St James’s Street is a repository of urban comfort. It contains majestic clubs, a gunsmith, a boot-maker, a barber, a cigar shop and a hatter. There are also restaurants, although the doyen is just round a corner in Jermyn Street: Wilton’s. Few if any establishments can match the quality of its seafood. It is as if the ghost of old Marks, its founder, was still on duty, to ensure no backsliding. In his day, a young aristocrat once enquired whether the smoked salmon was up to snuff. Marks looked pained. ‘I don’t know ’ow you can ask that question, my Lord. The smoked salmon ’ere is always the best that money can buy. So it should be. It’s caught by dukes and smoked by Jews.’

Other forms of fishmongery have been practised around the neighbourhood. In Tudor times, filles de joie flaunted their wares on the site now occupied by Berry Bros. More recently, during the world wars and the great days of the Cavendish Hotel, Rosa Lewis made sure that officers on leave enjoyed the rewards of gallantry.

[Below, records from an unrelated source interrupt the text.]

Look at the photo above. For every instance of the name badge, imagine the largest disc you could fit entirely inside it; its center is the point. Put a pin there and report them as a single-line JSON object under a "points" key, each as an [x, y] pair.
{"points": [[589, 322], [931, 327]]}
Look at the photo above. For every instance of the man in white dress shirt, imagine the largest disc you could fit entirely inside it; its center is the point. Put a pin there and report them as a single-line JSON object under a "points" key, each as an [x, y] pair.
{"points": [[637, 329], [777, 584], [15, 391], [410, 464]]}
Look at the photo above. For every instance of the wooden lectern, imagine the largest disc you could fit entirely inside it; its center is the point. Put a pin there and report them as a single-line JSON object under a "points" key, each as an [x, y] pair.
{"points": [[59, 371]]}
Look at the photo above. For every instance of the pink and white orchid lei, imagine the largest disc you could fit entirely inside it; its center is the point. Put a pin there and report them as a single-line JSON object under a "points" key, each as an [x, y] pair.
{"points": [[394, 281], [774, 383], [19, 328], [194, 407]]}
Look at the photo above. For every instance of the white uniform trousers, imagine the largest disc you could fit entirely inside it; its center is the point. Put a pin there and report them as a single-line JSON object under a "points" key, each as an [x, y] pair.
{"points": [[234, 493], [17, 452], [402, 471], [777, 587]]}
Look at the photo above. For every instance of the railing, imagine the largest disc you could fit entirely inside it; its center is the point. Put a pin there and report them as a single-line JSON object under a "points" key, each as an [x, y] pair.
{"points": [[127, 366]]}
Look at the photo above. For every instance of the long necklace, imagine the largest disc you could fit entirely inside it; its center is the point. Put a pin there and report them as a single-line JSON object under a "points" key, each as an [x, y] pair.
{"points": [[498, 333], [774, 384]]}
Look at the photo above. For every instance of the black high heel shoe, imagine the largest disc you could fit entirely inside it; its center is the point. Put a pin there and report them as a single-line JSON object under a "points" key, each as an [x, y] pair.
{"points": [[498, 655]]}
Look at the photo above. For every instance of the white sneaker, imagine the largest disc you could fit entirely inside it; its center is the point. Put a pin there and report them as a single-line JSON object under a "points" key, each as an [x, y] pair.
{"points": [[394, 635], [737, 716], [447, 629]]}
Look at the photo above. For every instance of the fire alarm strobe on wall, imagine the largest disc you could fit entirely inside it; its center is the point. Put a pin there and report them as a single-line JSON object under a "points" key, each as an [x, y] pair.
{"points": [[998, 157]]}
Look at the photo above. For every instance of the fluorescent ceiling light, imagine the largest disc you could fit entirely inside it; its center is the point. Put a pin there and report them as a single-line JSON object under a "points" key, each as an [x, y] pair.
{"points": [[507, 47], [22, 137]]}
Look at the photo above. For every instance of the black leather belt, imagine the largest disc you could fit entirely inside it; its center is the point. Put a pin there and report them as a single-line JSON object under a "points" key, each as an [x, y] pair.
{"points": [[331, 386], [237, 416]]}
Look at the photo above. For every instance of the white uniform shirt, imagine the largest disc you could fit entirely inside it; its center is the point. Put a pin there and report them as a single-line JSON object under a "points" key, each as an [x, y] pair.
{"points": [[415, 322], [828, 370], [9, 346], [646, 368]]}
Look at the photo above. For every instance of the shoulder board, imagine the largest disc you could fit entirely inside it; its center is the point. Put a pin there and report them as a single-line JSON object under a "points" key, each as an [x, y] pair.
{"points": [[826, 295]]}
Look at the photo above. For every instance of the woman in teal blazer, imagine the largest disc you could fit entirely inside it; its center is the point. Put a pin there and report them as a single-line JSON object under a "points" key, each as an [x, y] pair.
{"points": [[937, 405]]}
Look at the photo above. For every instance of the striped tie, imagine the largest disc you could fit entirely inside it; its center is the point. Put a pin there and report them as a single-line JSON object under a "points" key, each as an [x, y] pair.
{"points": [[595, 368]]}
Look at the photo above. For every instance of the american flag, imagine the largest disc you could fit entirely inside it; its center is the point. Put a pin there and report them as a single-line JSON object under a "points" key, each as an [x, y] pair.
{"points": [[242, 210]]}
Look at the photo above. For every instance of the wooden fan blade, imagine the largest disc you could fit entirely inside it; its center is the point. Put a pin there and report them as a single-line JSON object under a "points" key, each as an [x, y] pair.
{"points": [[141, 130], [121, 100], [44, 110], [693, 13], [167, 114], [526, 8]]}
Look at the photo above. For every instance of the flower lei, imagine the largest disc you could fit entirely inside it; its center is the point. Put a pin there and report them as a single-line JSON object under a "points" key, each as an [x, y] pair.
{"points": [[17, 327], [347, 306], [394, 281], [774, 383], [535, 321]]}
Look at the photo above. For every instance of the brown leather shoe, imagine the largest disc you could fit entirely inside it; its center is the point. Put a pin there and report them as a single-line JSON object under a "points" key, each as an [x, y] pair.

No doubt Venus was lubricated by Bacchus. The street is also adorned by its twin temples to the wine god. Berry Bros and Justerini & Brooks are the friendliest of competitors, a bit like Oxford and Cambridge. But there is a difference. Only the most purblind Oxford man would deny that the universities’ standings have been decisively and eternally decided, with the Light Blues on top, world without end. The rivalry of the great wine merchants is far harder to resolve — and as long as they both flourish, who cares?


Recently, I was a guest of Justerini’s. The chairman, Hew Blair, a shrewd, humorous and learned fellow, is the right man for the location, for he is equally at home on a moor in the borders or an oenological laboratory in a French university. Stretching geo-graphy a little, St James’s Street is equidistant between the two. Over lunch, Hew’s theme was minerality. We started with a Pernand–Vergelesses Sous-Frétille, an ’06 1er Cru from the house of Rollin. At first taste, it seemed too mineral. Lots of structure, but was there enough fruit? It quickly opened out, and answered the question: plenty. It was harmonious, fresh and long on the palate with not a hint of the oxidisation that is terrifying everyone involved with white Burgundy. It is surprising that Pernand-Vergelesses has never commanded the reputation — or the price — of some neighbours. That bottle increased one’s surprise.

Onwards to a Chablis 1er Cru ’07, La Forest, from Dauvissat-Camus. It was hard to believe that the two wines were made from the same grape. The Chablis was everything that one would expect: a perfect balance of crispness and sweetness: of honey, hay and flint.

Moving to red, we started with a Pinot Noir 2010, from Bachelet-Monnot. A modest appellation, yet it would be a sound introduction to Pinot Noir. Delicate, but again there was a depth of length; it was well made. Then there was another contrast within the same grape. The Chevillons are the best wine-makers in the Côte de Nuits. They are also irritated that no wine from Nuits St Georges has yet been granted Grand Cru status and are pressing the claims of their Les St Georges, a strong candidate. We drank their ’95 Les Vaucrains, and I am glad not to have been asked to guess the year. I would have gone for 2002. It was a huge wine, full of power and subtlety: at its peak, but it is a high peak with a broad plateau. We both thought that there was absolutely no hurry to drink it up.

Hew then brought minerality to a climax with an Eiswein. The grapes for this Ockfener Bockstein ’89, made by Dr Fischer, grow on slatey soil, so there is a spine of minerality underlying its immense, succulent sweetness: slate melted down in honey. Eiswein is rare and precious, to be worshipped as well as drunk. A wine of that quality leaves superlatives in the dust of its chariot wheels. Although it comes from the Mosel, it tastes of Rheingold.